In Multiversion approach also, there will be overhead of space to
maintain multiple versions
irrespective of any approach you use.

needs to be logged in a transactional manner repeatedly

Why it needs to be logged repeatedly, once we log the catalog
information in WAL, during that
time we can disallow/block other DDL's and after that changes to Catalog
information can be
retrievied from WAL only.

* misuses wal far more than other methods

What is the misuse in this, I believe it can be later used for log
mining purposes also.

* significant new complexity in somewhat cricital code paths (heapam.c)
* insanely high space overhead if the decoding should be possible

architecture

independent

The option 4 seems to be better as compare to others w.r.t top level
approach to solve the problem.
Some other databases also uses similar approach for the use cases similar to
what you have described.

With Regards,
Amit Kapila.

#13Simon Riggs
simon@2ndQuadrant.com
In reply to: Andres Freund (#1)
Re: Catalog/Metadata consistency during changeset extraction from wal

On 21 June 2012 12:41, Andres Freund <andres@2ndquadrant.com> wrote:

2.)
Keep the decoding site up2date by replicating the catalog via normal HS
recovery
mechanisms.

Advantages:
* most of the technology is already there
* minimal overhead (space, performance)
* no danger of out of sync catalogs
* no support for command triggers required that can keep a catalog in sync,
including oids

Disadvantages:
* driving the catalog recovery that way requires some somewhat intricate code
as it needs to be done in lockstep with decoding the wal-stream
* requires an additional feature to guarantee HS always has enough information
to be queryable after a crash/shutdown
* some complex logic/low-level fudging required to keep the transactional
behaviour sensible when querying the catalog
* full version/architecture compatibility required
* the decoding site will always ever be only readable

My initial reaction was "this wont work", but that requires
qualification since this is a complex topic: You can use this
approach as long as you realise that the catalog it gives can never be
rewound.

So the generic approach to "construct me a catalog as of this LSN"
would need to start with a base backup of the catalog and then roll
forward to the appropriate LSN. Which means a generic user of this
approach would need to be able to construct an initial catalog using a
PITR.

Constructing a decoding site requires you to
a) take a partial base backup of the catalog
b) apply WAL records to bring that forwards to the correct LSN, which
would require some alteration of the recovery code to skip the files
missing in a)

So taking the approach of a decoding site means we have to modify
recovery code, and even when we do that we still end up with a
difficult to deploy option in the real world. Difficult to deploy
becaus we need a whole new instance of Postgres, plus we need all of
the WAL files, which could easily be impractical.

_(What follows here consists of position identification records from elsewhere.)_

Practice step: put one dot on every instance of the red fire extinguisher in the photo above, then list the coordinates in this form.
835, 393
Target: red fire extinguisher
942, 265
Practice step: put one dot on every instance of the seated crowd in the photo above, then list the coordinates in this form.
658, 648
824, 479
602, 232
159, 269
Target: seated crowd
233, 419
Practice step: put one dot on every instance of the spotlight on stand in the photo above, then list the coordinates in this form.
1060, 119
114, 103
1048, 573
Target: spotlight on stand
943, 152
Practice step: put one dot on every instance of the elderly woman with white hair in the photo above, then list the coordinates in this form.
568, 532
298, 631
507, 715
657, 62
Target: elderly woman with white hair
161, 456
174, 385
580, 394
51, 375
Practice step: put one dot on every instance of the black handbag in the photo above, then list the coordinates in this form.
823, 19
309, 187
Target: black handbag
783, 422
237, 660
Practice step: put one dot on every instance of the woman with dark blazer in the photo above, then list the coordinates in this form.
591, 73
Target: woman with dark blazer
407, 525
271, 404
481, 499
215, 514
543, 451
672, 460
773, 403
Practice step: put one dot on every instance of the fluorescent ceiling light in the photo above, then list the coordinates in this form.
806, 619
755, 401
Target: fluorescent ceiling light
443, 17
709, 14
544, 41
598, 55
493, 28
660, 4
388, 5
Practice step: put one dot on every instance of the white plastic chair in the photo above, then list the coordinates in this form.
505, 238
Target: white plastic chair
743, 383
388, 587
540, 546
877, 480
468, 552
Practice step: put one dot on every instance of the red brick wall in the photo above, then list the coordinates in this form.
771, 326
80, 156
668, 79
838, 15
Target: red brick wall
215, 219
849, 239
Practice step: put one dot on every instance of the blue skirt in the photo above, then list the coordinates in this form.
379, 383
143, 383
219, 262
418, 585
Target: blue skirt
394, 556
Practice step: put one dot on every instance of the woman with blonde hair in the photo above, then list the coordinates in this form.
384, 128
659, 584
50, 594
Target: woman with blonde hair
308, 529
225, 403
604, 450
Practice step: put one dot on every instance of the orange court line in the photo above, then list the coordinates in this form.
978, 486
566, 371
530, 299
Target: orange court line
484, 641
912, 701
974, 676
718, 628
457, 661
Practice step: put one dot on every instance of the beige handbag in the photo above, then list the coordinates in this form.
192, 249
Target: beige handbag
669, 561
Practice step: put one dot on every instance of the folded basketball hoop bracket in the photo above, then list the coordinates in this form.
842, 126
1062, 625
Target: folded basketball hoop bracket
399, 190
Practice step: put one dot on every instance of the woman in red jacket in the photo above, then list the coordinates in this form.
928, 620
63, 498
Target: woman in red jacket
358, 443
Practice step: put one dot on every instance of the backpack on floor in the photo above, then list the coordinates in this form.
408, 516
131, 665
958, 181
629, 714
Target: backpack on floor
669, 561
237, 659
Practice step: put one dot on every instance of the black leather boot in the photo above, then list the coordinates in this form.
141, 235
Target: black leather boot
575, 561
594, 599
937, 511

The overall approach is good, but the architecture is wrong. What we
need is a "catalog base backup" and a means of rolling forward to the
appropriate LSN. Rolling forward using WAL is too bulky, so we need a
separate log of DDL changes to the catalog. So what we need is a
"catalog base backup" plus a "ddl-log".

And we need to be able to reconstruct the correct catalog on the
target server directly.

To translate the WAL we maintain a secondary set of catalog tables,
which only exist for logical replication. These are normal,
non-versioned tables, but held in a new schema pg_logical or similar.
One reason why this must be a secondary catalog is to allow the
translation to take place on the target server, and to allow
translation of WAL from a prior version of the catalog - so we can
allow online upgrades across different catalog versions (and possibly
major versions).

The secondary catalog is used in place of the normal catalog during
InitCatalogCache() in the apply process. All the normal caches exist,
they just point to secondary relations rather than the normal ones.

When we initialise replication we take a copy of the appropriate
tables, columns and rows in a catalog-base-backup, using something
like pg_dump. Overall, this is much smaller than normal catalog since
it avoids temp tables, and anything not related to WAL translation.

On each non-temp change to the database we record changes as SQL in
the ddl-log, together with the LSN of the change.

When number of changes in ddl-log hits a limit we take a new
catalog-base-backup. This process is similar to a checkpoint, but much
less frequent, lets call it a ddl-checkpoint.

When we start to read WAL logs to translate them, we start by
truncating/re-bootstrapping and reloading the secondary catalog from
the base backup. We then apply all changes from the ddl-log (which is
just a sequence of SQL statements) up until the LSN at the start of
WAL. The secondary catalog is then an exact copy of the catalog as of
that LSN.

As we read through WAL we apply further changes to secondary catalog
so it maintains in lock step with the WAL we currently read.

Having the ddl-base-backup and ddl-log allows reconstruction of the
catalog without needing to put whole catalog into WAL each checkpoint.
We can truncate old WAL segments and yet still recreate the DDL needed
to translate current WAL data. As a result, ddl-checkpoints are much
less frequent, perhaps weekly or monthly, rather than every few
minutes.

The whole process is similar in algorithm to recovery, but is just
normal userspace tables and SQL.

Constructing the correct catalog seems to be the heart of this
problem, so it is likely to take a while and look complex. Getting the
HS initial state was around 50% of the effort in making it all work,
so I guess its similar here.

--
 Simon Riggs                   http://www.2ndQuadrant.com/
 PostgreSQL Development, 24x7 Support, Training & Services

#14Andres Freund
andres@anarazel.de
In reply to: Simon Riggs (#13)
Re: Catalog/Metadata consistency during changeset extraction from wal

Hi,

On Friday, June 22, 2012 08:48:41 AM Simon Riggs wrote:

On 21 June 2012 12:41, Andres Freund <andres@2ndquadrant.com> wrote:

2.)
Keep the decoding site up2date by replicating the catalog via normal HS
recovery
mechanisms.

Advantages:
* most of the technology is already there
* minimal overhead (space, performance)
* no danger of out of sync catalogs
* no support for command triggers required that can keep a catalog in
sync, including oids

Disadvantages:
* driving the catalog recovery that way requires some somewhat intricate
code as it needs to be done in lockstep with decoding the wal-stream
* requires an additional feature to guarantee HS always has enough
information to be queryable after a crash/shutdown
* some complex logic/low-level fudging required to keep the transactional
behaviour sensible when querying the catalog
* full version/architecture compatibility required
* the decoding site will always ever be only readable

My initial reaction was "this wont work", but that requires
qualification since this is a complex topic: You can use this
approach as long as you realise that the catalog it gives can never be
rewound.

Well, only as far as the min recovery point has been advanced. Thats advanced
less frequent than we apply xlog records.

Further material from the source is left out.